Diffraction pattern is obtained using red light. What will happen if it is replaced by violet light?

• A. Bands will disappear.
• B. Bands will become narrow
• C. Bands will get spaced apart.
• D. Bands will remain unchanged

Hint:

The diffraction pattern depends on the wavelength used. Red light has a longer wavelength than blue. 

Answer 1

The Correct Option is B

In the diffraction pattern, the width of the fringe is given as \(D \lambda \over d\).

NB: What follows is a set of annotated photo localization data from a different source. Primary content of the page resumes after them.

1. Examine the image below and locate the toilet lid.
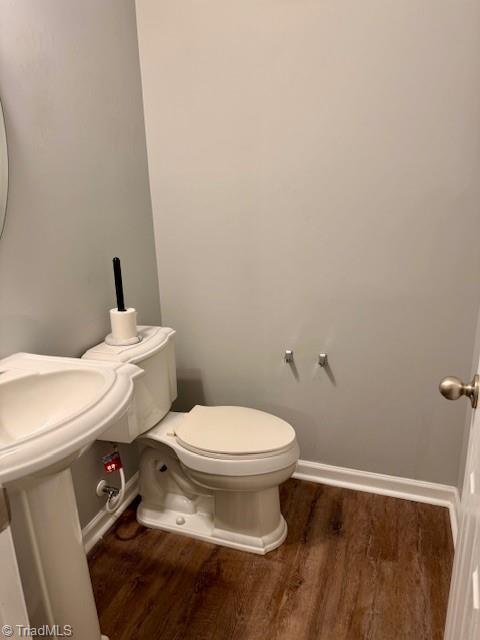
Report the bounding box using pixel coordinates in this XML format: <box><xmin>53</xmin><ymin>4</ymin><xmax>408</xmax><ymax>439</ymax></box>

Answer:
<box><xmin>174</xmin><ymin>405</ymin><xmax>296</xmax><ymax>458</ymax></box>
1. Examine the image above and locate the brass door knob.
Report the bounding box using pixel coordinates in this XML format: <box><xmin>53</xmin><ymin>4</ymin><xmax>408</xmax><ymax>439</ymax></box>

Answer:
<box><xmin>439</xmin><ymin>374</ymin><xmax>479</xmax><ymax>408</ymax></box>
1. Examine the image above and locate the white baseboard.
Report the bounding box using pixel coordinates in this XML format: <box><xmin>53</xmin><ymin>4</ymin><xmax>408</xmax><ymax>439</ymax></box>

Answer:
<box><xmin>293</xmin><ymin>459</ymin><xmax>460</xmax><ymax>546</ymax></box>
<box><xmin>82</xmin><ymin>472</ymin><xmax>139</xmax><ymax>554</ymax></box>
<box><xmin>81</xmin><ymin>463</ymin><xmax>460</xmax><ymax>552</ymax></box>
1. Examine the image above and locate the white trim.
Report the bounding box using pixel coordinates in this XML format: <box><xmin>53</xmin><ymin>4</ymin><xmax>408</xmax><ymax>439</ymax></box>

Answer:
<box><xmin>81</xmin><ymin>463</ymin><xmax>460</xmax><ymax>552</ymax></box>
<box><xmin>451</xmin><ymin>488</ymin><xmax>461</xmax><ymax>547</ymax></box>
<box><xmin>0</xmin><ymin>525</ymin><xmax>29</xmax><ymax>632</ymax></box>
<box><xmin>293</xmin><ymin>459</ymin><xmax>460</xmax><ymax>546</ymax></box>
<box><xmin>82</xmin><ymin>472</ymin><xmax>139</xmax><ymax>554</ymax></box>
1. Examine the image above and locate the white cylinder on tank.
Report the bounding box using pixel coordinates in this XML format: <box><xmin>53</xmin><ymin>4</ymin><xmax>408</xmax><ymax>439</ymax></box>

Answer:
<box><xmin>106</xmin><ymin>308</ymin><xmax>140</xmax><ymax>345</ymax></box>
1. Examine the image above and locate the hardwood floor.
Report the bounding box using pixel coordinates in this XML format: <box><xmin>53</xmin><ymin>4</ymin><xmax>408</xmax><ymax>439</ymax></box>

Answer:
<box><xmin>88</xmin><ymin>479</ymin><xmax>453</xmax><ymax>640</ymax></box>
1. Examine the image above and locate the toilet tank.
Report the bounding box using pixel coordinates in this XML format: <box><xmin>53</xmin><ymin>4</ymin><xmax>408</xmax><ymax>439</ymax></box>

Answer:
<box><xmin>82</xmin><ymin>326</ymin><xmax>177</xmax><ymax>443</ymax></box>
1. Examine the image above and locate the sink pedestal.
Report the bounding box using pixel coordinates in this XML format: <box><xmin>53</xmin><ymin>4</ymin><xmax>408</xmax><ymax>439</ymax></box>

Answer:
<box><xmin>0</xmin><ymin>352</ymin><xmax>139</xmax><ymax>640</ymax></box>
<box><xmin>11</xmin><ymin>469</ymin><xmax>107</xmax><ymax>640</ymax></box>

As \(\lambda_v < \lambda_r \: \therefore \) the wavelength decreases when the red light is replaced by blue. Hence, the width of the fringe decreases and the pattern becomes narrower.

Answer 2

Diffraction is the bending of the light around the corners of an obstacle into the geometrical shadow of the obstacle. The diffraction pattern depends on the wavelength used. The position of the maxima-minima is directly proportional to the wavelength of the light that is used.

Formula Used

• The position of the band is given by, \(y_n=\frac{nλD}{d}\) where n is the order of the bands, λ is the wavelength of the light, D is the distance from the screen to the slit and d is its width.
• The angular width of the bands is given by the relation \(dsin⁡θ_n=nλ\) where d is the width of the slit, θ is the angular width of the bands, n is the order of the bands and λ is the wavelength of the light used.

Reason

As we can see through the formula that the Angular width is directly proportional to the wavelength. Red light has the maximum wavelength while Violet light has the minimum wavelength.

Hence, as the wavelength decreases, the bands will be narrower.

Thus, the correct option is B) Bands will become narrow

Note: Here, the formula for the position of the bands is used assuming that the angular width θ of the bands is small. If θ is small, \(sinθ≈θ\) and equation (3) can also be expressed as \(dθ_n=nλ\). Maxima is a fringe of high intensity and minima is a fringe of zero intensity.